早大時代の斎藤。4年時には主将としても活躍した

――早大で過ごした4年間を振り返ってみていかがですか

 4年間は僕にとってはとても素晴らしい経験をさせてもらいました。すごく濃い4年間を過ごしましたし、僕としては4年間やり切ったという思いがとても強かったので、あの頃に戻りたいっていう気持ちはないけれど、すごく素敵な4年間だったなと思います。

――大学生活の中で得たものは何でしょうか

 気持ち的な部分になってしまうのですが。高校3年生の時に一回自分が年上になるじゃないですか。学校の中で。言ったら王様みたいな感じですよね。そこから社会人になると王様のまま社会人になってしまうので、うぬぼれた気持ちでいきそうなところを(直すことができた)。僕とか甲子園が終わってかなり調子に乗っていたので、そのまま社会人になったら相当ヤバいことになっていたと思うんですよね。それを、大学1年生という一番下の(立場で)雑用とかもやらされたりして、もう一回叩きのめされて。人間関係の厳しさを学ぶ、みたいな。それが今になって経験としてためになっているなっていうのはありますね。

――斎藤選手でも雑用はするのですね

 しますね。グラウンド整備とか厳しかったですね。

――野球部としての4年間で一番つらかったことは何ですか

 シーズンが春と秋にありますよね。夏の練習期間ってすごく長いんですよ。夏休みがあって学校も行かないですし、1日中練習するので。その中でも、1週間くらいかな。夏の強化練習っていうのがあって。それが毎年あるんですよね。夏も冬も。その夏の強化練習が地獄みたいにキツくて。應武監督(篤良、昭56教卒)っていう当時の監督が、「ピッチャーは走りまくれ」って言って。とても理不尽な走り込みをさせられたり、投げ込みをさせられたり。それが選手としてどうかというよりも、そこまで追い込める自分がいるんだなって改めて気づかされて。自分の限界をさらに高められた気がしますね。

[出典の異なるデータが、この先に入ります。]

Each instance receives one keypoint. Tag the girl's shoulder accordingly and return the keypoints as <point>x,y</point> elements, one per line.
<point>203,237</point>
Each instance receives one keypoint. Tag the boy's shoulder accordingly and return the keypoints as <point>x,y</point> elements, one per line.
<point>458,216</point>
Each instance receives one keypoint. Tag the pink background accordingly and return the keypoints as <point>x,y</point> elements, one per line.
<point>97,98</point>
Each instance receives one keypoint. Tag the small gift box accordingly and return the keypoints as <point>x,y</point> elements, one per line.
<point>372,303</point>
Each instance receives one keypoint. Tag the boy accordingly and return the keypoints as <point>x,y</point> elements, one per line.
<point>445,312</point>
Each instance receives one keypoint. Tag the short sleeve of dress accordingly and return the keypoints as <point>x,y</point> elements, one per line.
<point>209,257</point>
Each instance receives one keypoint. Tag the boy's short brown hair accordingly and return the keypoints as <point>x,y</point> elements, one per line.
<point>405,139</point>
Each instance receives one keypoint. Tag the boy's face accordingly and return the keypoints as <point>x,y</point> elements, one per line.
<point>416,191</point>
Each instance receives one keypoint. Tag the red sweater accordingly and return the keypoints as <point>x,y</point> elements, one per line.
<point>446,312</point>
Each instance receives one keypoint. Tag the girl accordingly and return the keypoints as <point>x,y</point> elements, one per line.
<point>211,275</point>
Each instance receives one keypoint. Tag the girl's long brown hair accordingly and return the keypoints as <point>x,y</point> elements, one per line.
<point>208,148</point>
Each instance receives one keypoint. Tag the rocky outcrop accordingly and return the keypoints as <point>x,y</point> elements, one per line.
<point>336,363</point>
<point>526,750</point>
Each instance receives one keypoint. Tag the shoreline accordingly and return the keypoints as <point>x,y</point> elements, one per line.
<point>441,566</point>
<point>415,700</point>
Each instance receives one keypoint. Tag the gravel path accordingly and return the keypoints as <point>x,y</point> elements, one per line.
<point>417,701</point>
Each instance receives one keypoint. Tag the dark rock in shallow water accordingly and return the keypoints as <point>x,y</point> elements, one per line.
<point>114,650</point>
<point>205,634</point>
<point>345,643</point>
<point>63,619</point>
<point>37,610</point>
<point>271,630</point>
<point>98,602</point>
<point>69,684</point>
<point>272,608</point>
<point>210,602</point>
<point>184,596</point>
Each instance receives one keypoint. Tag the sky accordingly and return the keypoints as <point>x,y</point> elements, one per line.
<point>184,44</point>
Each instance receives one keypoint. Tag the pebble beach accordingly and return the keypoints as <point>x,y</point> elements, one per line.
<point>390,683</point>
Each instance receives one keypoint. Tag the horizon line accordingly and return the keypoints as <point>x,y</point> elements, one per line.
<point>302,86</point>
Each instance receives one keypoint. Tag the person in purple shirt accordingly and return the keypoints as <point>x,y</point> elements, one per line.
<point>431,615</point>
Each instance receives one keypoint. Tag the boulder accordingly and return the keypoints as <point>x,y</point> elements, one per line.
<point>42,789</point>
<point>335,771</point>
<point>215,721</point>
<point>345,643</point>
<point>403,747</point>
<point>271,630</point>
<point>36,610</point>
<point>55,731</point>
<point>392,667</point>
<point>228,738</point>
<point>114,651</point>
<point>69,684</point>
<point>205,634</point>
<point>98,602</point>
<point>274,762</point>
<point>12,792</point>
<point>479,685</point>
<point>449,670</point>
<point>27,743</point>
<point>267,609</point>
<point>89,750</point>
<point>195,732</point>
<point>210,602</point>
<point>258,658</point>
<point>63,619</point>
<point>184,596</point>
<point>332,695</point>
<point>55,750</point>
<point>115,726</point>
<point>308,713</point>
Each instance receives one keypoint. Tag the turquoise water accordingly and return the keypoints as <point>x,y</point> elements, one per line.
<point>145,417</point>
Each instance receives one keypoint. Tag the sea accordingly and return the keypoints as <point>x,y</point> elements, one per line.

――大学生時代に『これをやっといて良かった』というものはありますか

 こういうのはですね、誰に聞いてもそう言うとは思うのですが(笑)、人間関係をしっかりつくれたことが良かったですね。野球部だけではなくて、一般の学生とも友達になれたことも、僕にとっては大きかったと思いますね。

――逆に『これをやっておけば良かった』というような、後悔しているようなことはありますか

 後悔していること。あははっ(笑)。後悔していることは…。それで言うともっと人間関係をたくさんつくりたかったですね。僕は教育学部なのですが、教育学部の友達しかいなかったので。それこそ政経(政治経済学部)とか、商学部とか、理工学部とか。理工学部の人たちとはあまり接点がないので、もっと友達になれたら良かったと思いますね。

――野球部にはあまり理工学部の生徒はいらっしゃらないですよね

 そう。僕はスポーツ科学部の方(所沢キャンパス)ではなくて、本キャン(早稲田キャンパス)に通っていたので、スポーツ(科学部)以外の友達が比較的多かったのですが、それでももっともっと違う分野の方たちと交流できたら良かったなと思いますね。

――教育学部ではなく、違う学部に入るとしたらどの学部にいきたいですか

 おっ。面白いそれは。まず僕がやっていた教育学部の社会科学専修っていうところは、教育学部とはいえ、僕が専攻していたのが経済系が多かったので、経済のことについて勉強させてもらったんですよね。ただやっぱり、スポーツ科学部の専門的な知識をもっと学んでおけば良かったかなとは思いますね。今になってバイオメカニクス的なことをもっと知りたいを思いますし。もしくは、政治経済学部とか。経済のことでスポーツ経済、スポーツビジネスをもっと勉強したかったなって思いますね。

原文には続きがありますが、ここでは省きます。